Assalamu’alaikum. Peace be with you.

It is an honor to join you for Baccalaureate during the month of Ramadan, a chance for all of us to reflect on the spiritual journeys of education.

Class of 2016, welcome!

Riding my bike through this Quad on my way to class, I think often of my grandmother, one of the first in her high school to ride a bike. I see her cruising through the streets of Kabul, Afghanistan. Mamanee would cycle past Pamir Cinema, over the Kabul River bridge, ahead of Serena Hotel to arrive at Zarghona High School, just two and half miles from her home. I see the both of us at 22 – two young women on wheels, focused on a destination.

“Our important moments came from those times of doubt, the times of uncertainty. … We made these moments into powerful destinations for ourselves and our communities.”

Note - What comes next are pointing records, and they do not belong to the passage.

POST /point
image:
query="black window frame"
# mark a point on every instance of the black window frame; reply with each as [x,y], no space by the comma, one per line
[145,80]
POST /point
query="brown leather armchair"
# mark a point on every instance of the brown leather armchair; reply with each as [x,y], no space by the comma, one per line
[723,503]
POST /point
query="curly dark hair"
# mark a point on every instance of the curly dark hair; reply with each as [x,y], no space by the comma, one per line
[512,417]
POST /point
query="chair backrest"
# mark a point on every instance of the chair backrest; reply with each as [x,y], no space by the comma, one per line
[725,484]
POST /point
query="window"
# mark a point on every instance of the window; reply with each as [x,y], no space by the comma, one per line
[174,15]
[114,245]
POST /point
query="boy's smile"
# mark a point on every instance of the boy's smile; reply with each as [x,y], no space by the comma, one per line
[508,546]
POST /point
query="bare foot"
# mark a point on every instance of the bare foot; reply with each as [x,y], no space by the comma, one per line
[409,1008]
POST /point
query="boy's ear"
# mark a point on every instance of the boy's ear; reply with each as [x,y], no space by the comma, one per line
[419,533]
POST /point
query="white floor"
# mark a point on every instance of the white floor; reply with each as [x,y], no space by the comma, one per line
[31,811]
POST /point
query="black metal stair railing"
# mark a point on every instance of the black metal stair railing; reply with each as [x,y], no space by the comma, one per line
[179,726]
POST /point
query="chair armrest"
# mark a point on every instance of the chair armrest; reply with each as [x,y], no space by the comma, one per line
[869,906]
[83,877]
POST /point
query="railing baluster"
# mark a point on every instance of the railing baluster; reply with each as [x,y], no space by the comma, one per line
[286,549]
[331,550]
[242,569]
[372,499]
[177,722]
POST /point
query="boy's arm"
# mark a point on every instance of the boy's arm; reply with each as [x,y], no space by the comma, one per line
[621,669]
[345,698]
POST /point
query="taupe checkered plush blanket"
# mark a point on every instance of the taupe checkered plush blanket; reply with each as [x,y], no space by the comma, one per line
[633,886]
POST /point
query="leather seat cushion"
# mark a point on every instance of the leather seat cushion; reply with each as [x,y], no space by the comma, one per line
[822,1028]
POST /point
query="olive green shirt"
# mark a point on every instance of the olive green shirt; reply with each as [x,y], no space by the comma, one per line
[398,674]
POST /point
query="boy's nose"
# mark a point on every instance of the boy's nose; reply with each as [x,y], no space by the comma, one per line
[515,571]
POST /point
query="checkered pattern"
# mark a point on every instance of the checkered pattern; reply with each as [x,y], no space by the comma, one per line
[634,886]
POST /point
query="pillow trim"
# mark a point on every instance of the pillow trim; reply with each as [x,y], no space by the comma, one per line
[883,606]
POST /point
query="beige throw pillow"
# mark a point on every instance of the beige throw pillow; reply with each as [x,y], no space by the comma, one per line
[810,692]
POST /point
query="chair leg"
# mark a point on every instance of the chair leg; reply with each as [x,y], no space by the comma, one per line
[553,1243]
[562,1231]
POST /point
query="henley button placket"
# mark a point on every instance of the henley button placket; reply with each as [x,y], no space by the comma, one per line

—Graduating senior Zainab Taymuree

Turns out that my grandmother was better on the bike than I am.

My first week on the Farm, freshman year, I had a bike accident. As a cast clamped down on the length of my fractured arm, I thought: That’s it, I messed up my first quarter of Stanford. My eager plans to attend dozens of student group meetings and to drop in on every interesting class offered were all out the window. But in the following months, the people who held my plate, tied back my hair, saved me a spot in class, welcomed me in meetings, left me with my clearest memories of Stanford – in those moments after an unexpected stumble.

Dear classmates, I have admired you in action as cutting-edge researchers, as confident scholars, as dedicated athletes. I have seen you in your quiet ways be the best of planners. But what I have learned from you, Class of 2016, is how you have wrestled with your uncertainties, confronted your doubts, questioned your destinations.

You have taught me, from the late night snack study breaks and impromptu a cappella concerts, to your marches and your vigils and your protests, that the unscripted Stanford moments stand in sharp relief when the routines of this campus have long blurred together. And what others have dismissed as aberration, you have embraced as new ways of thinking, doing, being. And in these times, we have realized that our destinations, as individuals and as institutions, are constantly changing.

Our important moments came from those times of doubt, the times of uncertainty, the frustrations, the fractures in our routines. From tenures denied to survivors silenced – moments we just could not have planned. Let us take this time to reflect on how we made these moments into powerful destinations for ourselves and our communities.

You know, every time I hop on my bike now, I say a prayer. With a line from the Qur’an: “My Sustainer, cause me to reach a destination blessed by You, for You are the best to show us how to reach our true destination!” (23:29). For me, this is different than asking for a specific outcome; it’s more about the reaching. And over time I realized that the destinations I planned for and prayed for were limited to what I thought was possible. It takes courage to leave the transformative vision open ended for something bigger than ourselves. It takes courage to act despite fear.

I reflect, humbled, as I join you here, family, friends, classmates, professors, that today all of our distinct journeys, including my grandmother’s and mine, converge here at Stanford University, as we fashion our new, powerful destinations.